What we don’t need is to pretend we always have the answers.
I used to tell my team openly that what we were pursuing was an assumption—based on A, B, C, and D. They understood that. It gave them clarity without false confidence. And it created room for adjustment. If we were wrong, we’d come back together, talk it through, and recalibrate.
And beneath all of this sits something we rarely account for: emotion.
A lot of communication breaks down because people don’t recognize the role emotion plays when speaking with others.
We assume others see the world roughly as we do. They don’t. Culture, incentives, fear, status, and identity shape interpretation far more than logic ever could.
Without slowing down to surface those layers, people hear the words but miss the meaning.
That’s why I spent so much time sharing context with my team. Not only to keep them informed, but to let them see how I was thinking. And when people understand how you think, they’re more likely to share how they think—and how they feel—in return.
But that kind of openness only emerges in spaces where psychological safety exists.
If people feel that honesty puts their status or identity at risk, they’ll wear a mask.
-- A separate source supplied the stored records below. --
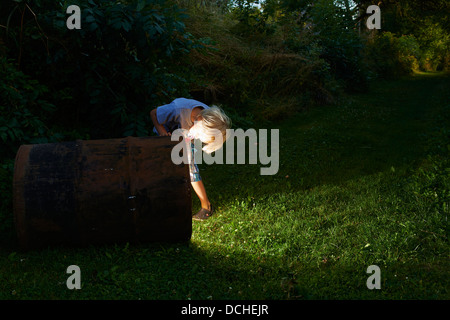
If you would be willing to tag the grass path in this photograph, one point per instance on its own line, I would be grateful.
(348, 195)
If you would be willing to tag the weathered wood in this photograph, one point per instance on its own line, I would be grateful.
(99, 192)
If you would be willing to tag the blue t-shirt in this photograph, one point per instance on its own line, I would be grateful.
(177, 114)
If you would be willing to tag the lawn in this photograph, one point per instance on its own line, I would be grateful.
(363, 182)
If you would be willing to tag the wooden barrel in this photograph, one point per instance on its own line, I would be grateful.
(100, 192)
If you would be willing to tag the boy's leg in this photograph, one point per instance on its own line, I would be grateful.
(199, 189)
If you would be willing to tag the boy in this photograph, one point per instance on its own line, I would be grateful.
(201, 122)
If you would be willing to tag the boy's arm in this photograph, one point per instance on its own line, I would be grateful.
(160, 128)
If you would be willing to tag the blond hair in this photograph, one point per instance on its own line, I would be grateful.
(214, 128)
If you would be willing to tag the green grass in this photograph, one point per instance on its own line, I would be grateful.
(364, 182)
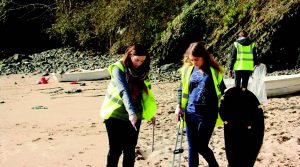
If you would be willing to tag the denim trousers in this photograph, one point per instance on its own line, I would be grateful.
(199, 130)
(122, 138)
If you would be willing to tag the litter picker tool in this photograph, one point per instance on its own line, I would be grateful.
(179, 137)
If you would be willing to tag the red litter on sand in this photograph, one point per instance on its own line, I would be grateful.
(74, 82)
(43, 80)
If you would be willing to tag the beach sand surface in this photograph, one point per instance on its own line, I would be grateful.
(58, 125)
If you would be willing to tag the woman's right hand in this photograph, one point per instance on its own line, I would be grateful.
(133, 119)
(179, 113)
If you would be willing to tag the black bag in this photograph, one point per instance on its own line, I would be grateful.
(243, 126)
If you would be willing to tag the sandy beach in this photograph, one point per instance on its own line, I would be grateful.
(58, 125)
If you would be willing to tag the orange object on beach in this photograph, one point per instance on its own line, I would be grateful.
(74, 82)
(43, 80)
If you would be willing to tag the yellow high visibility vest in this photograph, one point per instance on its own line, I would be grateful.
(113, 100)
(185, 82)
(244, 60)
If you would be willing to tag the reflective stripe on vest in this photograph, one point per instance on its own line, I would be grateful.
(113, 100)
(185, 82)
(244, 60)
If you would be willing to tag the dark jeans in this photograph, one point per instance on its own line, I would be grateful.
(199, 131)
(122, 137)
(242, 76)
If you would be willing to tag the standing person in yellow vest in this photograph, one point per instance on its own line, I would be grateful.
(128, 100)
(243, 60)
(199, 95)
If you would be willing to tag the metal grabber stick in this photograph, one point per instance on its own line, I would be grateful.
(180, 126)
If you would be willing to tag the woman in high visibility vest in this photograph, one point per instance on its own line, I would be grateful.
(128, 100)
(243, 60)
(199, 93)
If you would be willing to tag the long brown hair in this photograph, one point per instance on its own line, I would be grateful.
(137, 50)
(198, 50)
(135, 76)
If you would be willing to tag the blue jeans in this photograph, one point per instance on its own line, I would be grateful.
(122, 137)
(199, 131)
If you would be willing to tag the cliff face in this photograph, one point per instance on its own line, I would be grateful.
(275, 29)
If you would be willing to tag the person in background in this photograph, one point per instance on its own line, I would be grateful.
(128, 100)
(243, 60)
(199, 95)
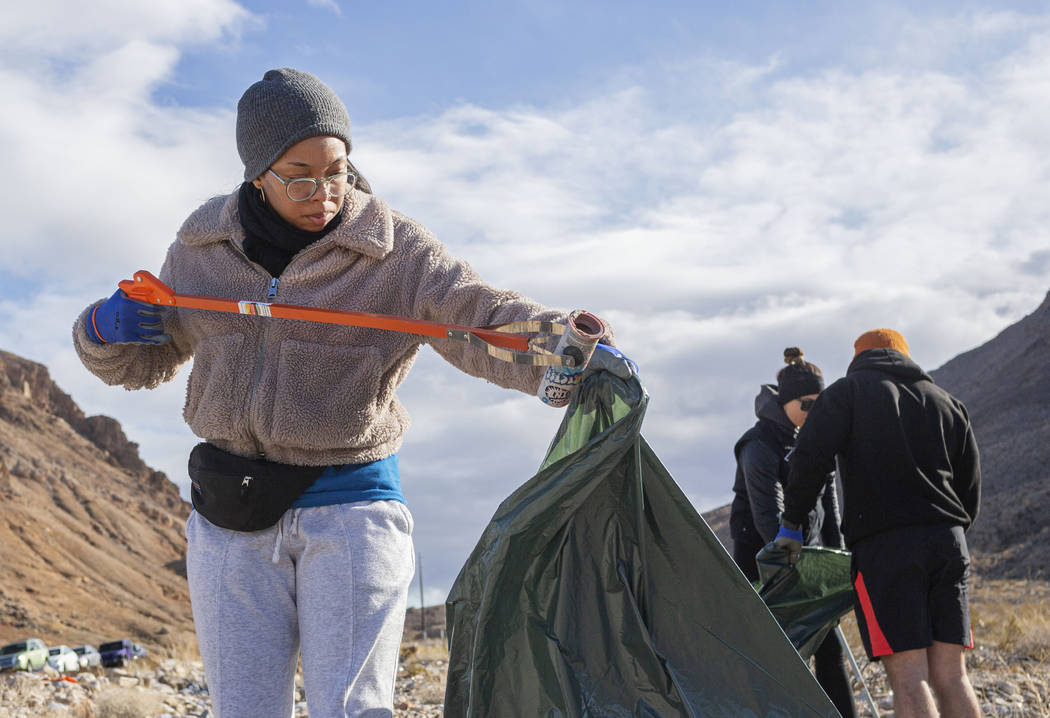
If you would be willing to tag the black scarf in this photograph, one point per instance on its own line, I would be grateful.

And once the mask is on, it shows up in every interaction.
The hard part about creating psychological safety is that someone has to go first. You have to be willing to show uncertainty. To admit confusion. To slow down enough to listen without judgment.
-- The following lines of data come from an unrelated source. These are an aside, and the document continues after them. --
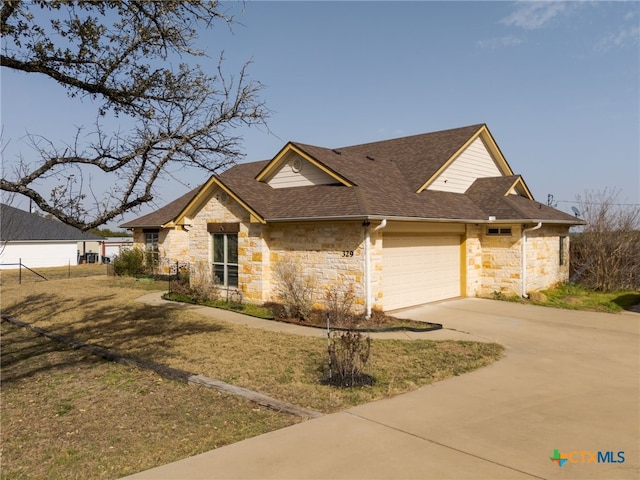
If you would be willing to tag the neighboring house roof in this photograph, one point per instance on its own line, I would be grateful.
(17, 225)
(387, 179)
(163, 215)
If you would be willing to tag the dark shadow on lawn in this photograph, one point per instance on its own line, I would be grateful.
(628, 301)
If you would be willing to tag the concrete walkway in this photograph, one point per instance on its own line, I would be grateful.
(570, 382)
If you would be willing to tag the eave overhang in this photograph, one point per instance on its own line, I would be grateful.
(272, 167)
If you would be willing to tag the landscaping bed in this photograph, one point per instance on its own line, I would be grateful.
(379, 321)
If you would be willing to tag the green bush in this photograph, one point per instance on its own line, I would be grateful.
(130, 263)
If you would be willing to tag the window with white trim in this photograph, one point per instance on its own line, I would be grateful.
(225, 259)
(499, 231)
(561, 247)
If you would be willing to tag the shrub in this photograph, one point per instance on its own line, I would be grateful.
(295, 289)
(349, 352)
(130, 262)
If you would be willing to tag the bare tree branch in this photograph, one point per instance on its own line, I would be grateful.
(116, 53)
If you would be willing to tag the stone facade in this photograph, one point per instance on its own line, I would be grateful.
(332, 253)
(494, 262)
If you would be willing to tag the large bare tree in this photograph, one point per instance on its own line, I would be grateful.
(120, 55)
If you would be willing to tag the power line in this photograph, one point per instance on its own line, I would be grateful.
(599, 203)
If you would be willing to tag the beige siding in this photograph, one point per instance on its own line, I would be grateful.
(475, 162)
(494, 263)
(307, 175)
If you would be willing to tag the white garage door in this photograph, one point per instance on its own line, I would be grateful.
(420, 270)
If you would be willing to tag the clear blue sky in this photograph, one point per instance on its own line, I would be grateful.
(557, 83)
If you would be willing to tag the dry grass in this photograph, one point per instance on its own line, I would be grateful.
(66, 415)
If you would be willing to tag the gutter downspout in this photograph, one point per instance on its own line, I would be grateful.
(367, 264)
(524, 257)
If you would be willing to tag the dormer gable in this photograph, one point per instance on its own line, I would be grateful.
(293, 166)
(479, 157)
(499, 187)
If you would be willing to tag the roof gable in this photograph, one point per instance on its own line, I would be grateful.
(165, 214)
(382, 179)
(298, 165)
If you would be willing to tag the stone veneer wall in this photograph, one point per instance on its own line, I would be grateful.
(543, 257)
(331, 253)
(494, 263)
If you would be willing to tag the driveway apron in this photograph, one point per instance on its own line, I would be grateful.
(570, 382)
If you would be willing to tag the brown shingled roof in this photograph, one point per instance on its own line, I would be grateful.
(385, 176)
(163, 215)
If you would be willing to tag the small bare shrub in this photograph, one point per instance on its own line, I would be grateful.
(295, 289)
(201, 284)
(349, 352)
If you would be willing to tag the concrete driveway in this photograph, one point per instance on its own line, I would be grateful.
(570, 382)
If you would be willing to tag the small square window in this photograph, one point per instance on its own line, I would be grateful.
(499, 231)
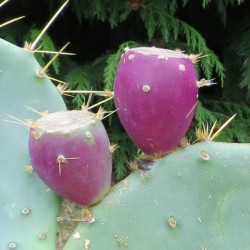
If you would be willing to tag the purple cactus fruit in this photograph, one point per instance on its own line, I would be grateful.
(70, 152)
(155, 92)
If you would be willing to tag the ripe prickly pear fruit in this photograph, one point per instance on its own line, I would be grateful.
(155, 92)
(70, 152)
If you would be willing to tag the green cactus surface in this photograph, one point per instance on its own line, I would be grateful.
(28, 209)
(194, 198)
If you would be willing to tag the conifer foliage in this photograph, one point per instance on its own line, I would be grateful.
(160, 23)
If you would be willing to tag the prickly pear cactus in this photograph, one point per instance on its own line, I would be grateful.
(195, 198)
(70, 151)
(28, 208)
(155, 93)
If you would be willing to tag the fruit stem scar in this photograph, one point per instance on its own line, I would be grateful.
(61, 159)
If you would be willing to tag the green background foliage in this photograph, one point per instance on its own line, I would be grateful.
(100, 29)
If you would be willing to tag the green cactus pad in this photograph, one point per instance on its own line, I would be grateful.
(194, 198)
(28, 209)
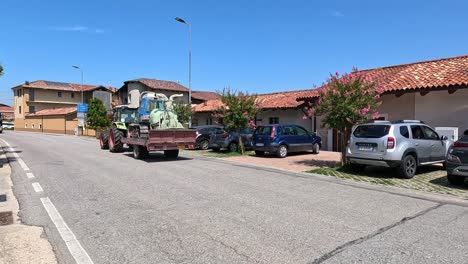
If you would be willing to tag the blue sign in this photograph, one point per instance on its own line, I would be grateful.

It’s not easy—which is why speed and certainty are so tempting.
But contrary to what many assume, emotion isn’t noise in communication. It tells us what’s at stake, why something matters, and where someone is speaking from. When we try to strip it away in the name of logic, we don’t become clearer.
We become harder to understand.
A Slow Practice
December was my last month working on this client’s project. Before stepping away, I chose an older form of communication to express my appreciation. I wrote him a letter.
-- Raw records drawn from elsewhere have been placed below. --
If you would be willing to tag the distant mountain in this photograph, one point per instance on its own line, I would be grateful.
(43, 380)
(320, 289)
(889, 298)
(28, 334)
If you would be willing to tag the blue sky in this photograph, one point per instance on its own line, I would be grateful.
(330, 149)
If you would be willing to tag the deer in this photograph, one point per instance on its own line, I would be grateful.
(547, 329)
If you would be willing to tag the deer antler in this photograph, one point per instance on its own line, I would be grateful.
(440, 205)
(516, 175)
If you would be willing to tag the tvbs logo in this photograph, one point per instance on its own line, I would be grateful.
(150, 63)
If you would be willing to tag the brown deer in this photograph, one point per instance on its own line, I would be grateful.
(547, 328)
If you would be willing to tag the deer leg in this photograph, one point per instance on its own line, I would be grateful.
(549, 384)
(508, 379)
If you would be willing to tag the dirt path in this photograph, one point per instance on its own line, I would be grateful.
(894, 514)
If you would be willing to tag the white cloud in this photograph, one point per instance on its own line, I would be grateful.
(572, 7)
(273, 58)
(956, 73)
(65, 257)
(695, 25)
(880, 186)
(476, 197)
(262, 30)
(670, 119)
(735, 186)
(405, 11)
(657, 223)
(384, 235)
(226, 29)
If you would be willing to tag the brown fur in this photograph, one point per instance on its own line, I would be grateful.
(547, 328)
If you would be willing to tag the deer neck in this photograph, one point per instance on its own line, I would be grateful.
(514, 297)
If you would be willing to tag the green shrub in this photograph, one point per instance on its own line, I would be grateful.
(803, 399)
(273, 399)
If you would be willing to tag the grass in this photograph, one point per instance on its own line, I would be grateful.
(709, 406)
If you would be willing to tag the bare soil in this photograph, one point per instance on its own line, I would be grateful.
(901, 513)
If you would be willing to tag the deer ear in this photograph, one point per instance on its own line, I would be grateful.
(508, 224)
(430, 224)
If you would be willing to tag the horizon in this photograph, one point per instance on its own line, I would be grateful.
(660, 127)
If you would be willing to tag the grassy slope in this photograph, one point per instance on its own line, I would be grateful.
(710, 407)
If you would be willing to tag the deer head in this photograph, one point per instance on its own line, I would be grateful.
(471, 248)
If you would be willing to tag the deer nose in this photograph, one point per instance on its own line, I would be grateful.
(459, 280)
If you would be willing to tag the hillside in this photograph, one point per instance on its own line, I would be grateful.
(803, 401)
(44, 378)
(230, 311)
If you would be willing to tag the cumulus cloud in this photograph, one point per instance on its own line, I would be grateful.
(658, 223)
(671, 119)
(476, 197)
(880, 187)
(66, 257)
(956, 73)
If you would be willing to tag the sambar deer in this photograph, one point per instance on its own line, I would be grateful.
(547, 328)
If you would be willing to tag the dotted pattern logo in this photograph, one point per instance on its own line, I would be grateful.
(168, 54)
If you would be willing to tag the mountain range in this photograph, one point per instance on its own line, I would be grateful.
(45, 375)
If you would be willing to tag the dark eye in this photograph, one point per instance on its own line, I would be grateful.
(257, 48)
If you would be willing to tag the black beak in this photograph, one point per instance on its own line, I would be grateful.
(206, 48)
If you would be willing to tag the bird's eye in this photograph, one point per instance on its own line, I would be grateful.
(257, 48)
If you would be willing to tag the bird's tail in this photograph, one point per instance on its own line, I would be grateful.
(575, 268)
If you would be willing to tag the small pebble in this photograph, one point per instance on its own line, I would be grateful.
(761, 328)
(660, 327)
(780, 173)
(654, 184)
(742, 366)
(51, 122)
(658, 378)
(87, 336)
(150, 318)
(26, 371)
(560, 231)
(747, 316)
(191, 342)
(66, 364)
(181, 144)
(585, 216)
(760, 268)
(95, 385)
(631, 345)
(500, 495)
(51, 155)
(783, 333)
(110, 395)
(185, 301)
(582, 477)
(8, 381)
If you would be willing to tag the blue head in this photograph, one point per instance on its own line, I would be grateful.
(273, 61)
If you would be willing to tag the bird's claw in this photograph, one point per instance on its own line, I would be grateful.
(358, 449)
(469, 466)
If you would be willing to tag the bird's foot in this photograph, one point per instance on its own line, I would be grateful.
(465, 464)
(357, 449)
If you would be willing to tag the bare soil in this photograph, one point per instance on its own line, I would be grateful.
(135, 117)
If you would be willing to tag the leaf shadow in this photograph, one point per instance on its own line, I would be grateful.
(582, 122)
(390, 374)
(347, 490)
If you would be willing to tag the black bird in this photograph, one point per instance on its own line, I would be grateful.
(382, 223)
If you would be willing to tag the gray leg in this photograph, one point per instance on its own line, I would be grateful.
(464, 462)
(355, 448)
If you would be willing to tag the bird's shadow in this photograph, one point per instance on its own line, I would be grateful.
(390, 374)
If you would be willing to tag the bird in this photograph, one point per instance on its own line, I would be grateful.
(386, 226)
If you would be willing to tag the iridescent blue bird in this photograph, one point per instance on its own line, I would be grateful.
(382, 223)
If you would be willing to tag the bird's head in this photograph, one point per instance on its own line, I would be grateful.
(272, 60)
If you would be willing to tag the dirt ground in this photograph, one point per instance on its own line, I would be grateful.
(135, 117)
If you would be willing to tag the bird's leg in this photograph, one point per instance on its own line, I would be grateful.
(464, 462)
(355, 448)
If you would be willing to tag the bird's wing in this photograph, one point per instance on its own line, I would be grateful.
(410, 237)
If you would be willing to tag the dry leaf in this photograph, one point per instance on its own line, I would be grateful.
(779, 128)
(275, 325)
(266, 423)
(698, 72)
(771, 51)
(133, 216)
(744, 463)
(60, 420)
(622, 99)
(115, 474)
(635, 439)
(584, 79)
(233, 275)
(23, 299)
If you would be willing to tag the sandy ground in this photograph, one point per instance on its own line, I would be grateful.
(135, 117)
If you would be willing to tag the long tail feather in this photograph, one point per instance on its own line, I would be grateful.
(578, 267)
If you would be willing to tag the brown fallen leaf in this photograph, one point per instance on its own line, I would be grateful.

I didn’t send it by mail like in the old days. I emailed it. But I wrote it as if I were going to seal it in an envelope.
It took time to find the right words. And what I noticed was that by slowing down—by engaging in a more deliberate, thoughtful practice—much more of my heart made its way onto the page.
I wasn’t expecting a reply. He’s busy, with countless things competing for his attention. But a few days later, he wrote back. And after nine years of working together, it was probably the most meaningful exchange we’d ever had.
So many unspoken things finally found their way into words—the doubts, the difficult moments, the times we thought it might be over. The hard conversations we avoided because there was always something urgent to get done. The unreal highs, the mutual respect, the gratitude, and the shared belief that we were trying to make something better.
It made me realize how much a slow practice like letter writing can change the quality of our relationships. How it creates space for things that don’t fit into the speed of everyday communication. How it helps us say what matters, and understand each other a little more deeply.
So in 2026, I’m planning to write more letters.
Letters to friends who live far away and with whom I rarely get the chance to talk anymore. Letters to my father, whom I still struggle to communicate with. And maybe even letters to people I don’t know personally, but deeply admire—and feel called to reach out to.
I know that by most standards, writing letters is inefficient. It takes time. “It doesn’t scale.”
And yet, looking back, so did many of the things that made our team work—and many of the conversations that mattered most.
Maybe what we call inefficiency is sometimes just care, moving at a human pace.